C'è sempre stato qualcosa di davvero intrigante nel songwriting dei Graveyard, sebbene uno spettro di terribile derivatività affiorasse quasi a ogni traccia di ogni loro disco. Sarà stata quell'attitudine nostalgica quanto scanzonata di goderecci up-tempo come "RSS" o "HisingenBlues", quella tendenza della voce a salir di registro fino a farsi artefice di striduli graffi, o piuttosto l'attitudine bluesy delle chitarre ad avvilupparsi in lunghe sezioni solistiche, non virtuose ma a loro modo godibili e ipnotiche.
Ci piacevano tanto i Graveyard, dicevamo: ci continuavano a piacere anche in quel "Lights Out" che mostrava tuttavia palesi segni di involuzione, e che vedeva i rari colpi di genio assestarsi su una sostanziale parità numerica con i momenti di assoluta piattezza. Purtroppo però al tempo del quarto album in studio il tempo degli alibi è già finito da parecchio tempo, e non può bastare restare fossilizzati nella propria comfortzone di riff settantiani, di abbozzata psichedelia e di sveltissimi brani di 3 minuti con batterie rullanti per essere ancora convincenti e credibili. Perché è ancora questo che sono i Graveyard, e "Innocence & Decadence" lo dimostra eloquentemente: le sonorità degli svedesi -e non la resa complessiva e le atmosfere, ma i singoli riff, i singoli hook, i singoli assoli- sono sostanzialmente le stesse dal disco d'esordio. E peggio ancora, all'album mancano completamente le intuizioni capaci di far soprassedere sulla generale mancanza d'idee: il crooning del main single "The Apple And The Tree", unito a una struttura dei versi un po' cervellotica in quanto a metrica, rende l'ascolto del pezzo davvero arduo; il coro semi-gospel e gli sprazzi Floydiani di "Too Much Is Not Enough" sembrano oggettivamente fuori contesto; il lento "Exit 97" ha un andamento troppo dimesso e molle per lasciare davvero il segno (lontanissima l'intensità di ballate come "No Good Mr. Holden" o "Unconfortably Numb").

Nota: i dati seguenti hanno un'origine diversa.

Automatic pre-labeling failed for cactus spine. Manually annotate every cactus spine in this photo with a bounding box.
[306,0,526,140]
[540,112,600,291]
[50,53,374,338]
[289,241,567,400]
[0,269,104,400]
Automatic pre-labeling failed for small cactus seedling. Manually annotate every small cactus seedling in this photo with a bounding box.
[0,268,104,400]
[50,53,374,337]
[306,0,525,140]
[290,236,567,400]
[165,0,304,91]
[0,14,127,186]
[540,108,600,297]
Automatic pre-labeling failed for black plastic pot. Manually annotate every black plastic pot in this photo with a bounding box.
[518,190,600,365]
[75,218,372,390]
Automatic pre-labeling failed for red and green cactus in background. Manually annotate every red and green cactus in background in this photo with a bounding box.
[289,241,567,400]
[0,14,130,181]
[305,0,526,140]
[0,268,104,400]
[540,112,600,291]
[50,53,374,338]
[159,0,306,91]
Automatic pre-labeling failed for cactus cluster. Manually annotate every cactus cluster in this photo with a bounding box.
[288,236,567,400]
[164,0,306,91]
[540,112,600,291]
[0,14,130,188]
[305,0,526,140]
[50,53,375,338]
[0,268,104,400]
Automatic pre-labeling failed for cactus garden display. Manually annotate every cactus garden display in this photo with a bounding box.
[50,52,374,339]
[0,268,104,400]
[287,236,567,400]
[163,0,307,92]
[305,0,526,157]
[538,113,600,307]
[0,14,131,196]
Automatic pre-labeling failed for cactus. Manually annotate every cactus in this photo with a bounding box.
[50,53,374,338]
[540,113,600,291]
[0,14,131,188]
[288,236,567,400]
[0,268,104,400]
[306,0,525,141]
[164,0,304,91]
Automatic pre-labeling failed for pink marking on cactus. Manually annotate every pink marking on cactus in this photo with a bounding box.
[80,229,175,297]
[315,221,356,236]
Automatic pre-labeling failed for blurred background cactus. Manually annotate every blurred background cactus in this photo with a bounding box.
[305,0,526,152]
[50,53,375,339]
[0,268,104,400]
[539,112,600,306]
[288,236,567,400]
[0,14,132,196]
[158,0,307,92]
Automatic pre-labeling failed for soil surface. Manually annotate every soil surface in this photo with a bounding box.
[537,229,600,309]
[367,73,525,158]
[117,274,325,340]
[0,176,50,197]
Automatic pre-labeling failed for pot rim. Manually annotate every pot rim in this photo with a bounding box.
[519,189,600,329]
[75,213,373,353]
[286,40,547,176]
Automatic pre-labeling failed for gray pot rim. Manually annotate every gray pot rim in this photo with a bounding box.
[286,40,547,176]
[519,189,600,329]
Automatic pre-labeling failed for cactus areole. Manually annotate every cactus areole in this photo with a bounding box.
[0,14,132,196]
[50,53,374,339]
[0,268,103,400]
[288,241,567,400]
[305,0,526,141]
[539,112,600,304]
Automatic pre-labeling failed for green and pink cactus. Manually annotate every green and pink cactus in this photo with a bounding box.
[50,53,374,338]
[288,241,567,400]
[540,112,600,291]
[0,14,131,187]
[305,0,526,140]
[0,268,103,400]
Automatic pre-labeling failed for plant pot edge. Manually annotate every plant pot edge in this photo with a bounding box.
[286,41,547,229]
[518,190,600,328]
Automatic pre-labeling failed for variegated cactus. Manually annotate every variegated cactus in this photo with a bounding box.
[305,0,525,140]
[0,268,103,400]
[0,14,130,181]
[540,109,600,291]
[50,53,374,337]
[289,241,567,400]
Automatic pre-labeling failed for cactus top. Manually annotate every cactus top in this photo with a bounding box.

A non rendere troppo grave il giudizio sull'album interviene tuttavia una buona chiusura ("Far Too Close" ma soprattutto l'evocativa "Stay For A Song") ma soprattutto un'inattesa chicca: "From A Hole In The Wall", affidata all'asmatica voce del nuovo bassista Truls Morck, si destreggia agilmente su sacrali organi e su un glorioso blast beat (in fondo la band viene da Gothenburg). Sono indizi che la band possiede ancora qualche vera scintilla di creatività, ma -anche e soprattutto- dimostrazioni di come la formula della cavalcata di tre minuti imbottita di overdrive non è l'unica strada percorribile per incidere classic-retro-rock.
E si spera che i Graveyard riescano a capire davvero su quale strada imbarcarsi, perché al quinto studio album si sarà ben fuori dalla fase della propria innocenza, ma si potrà già essere inesorabilmente incamminati verso la decadenza.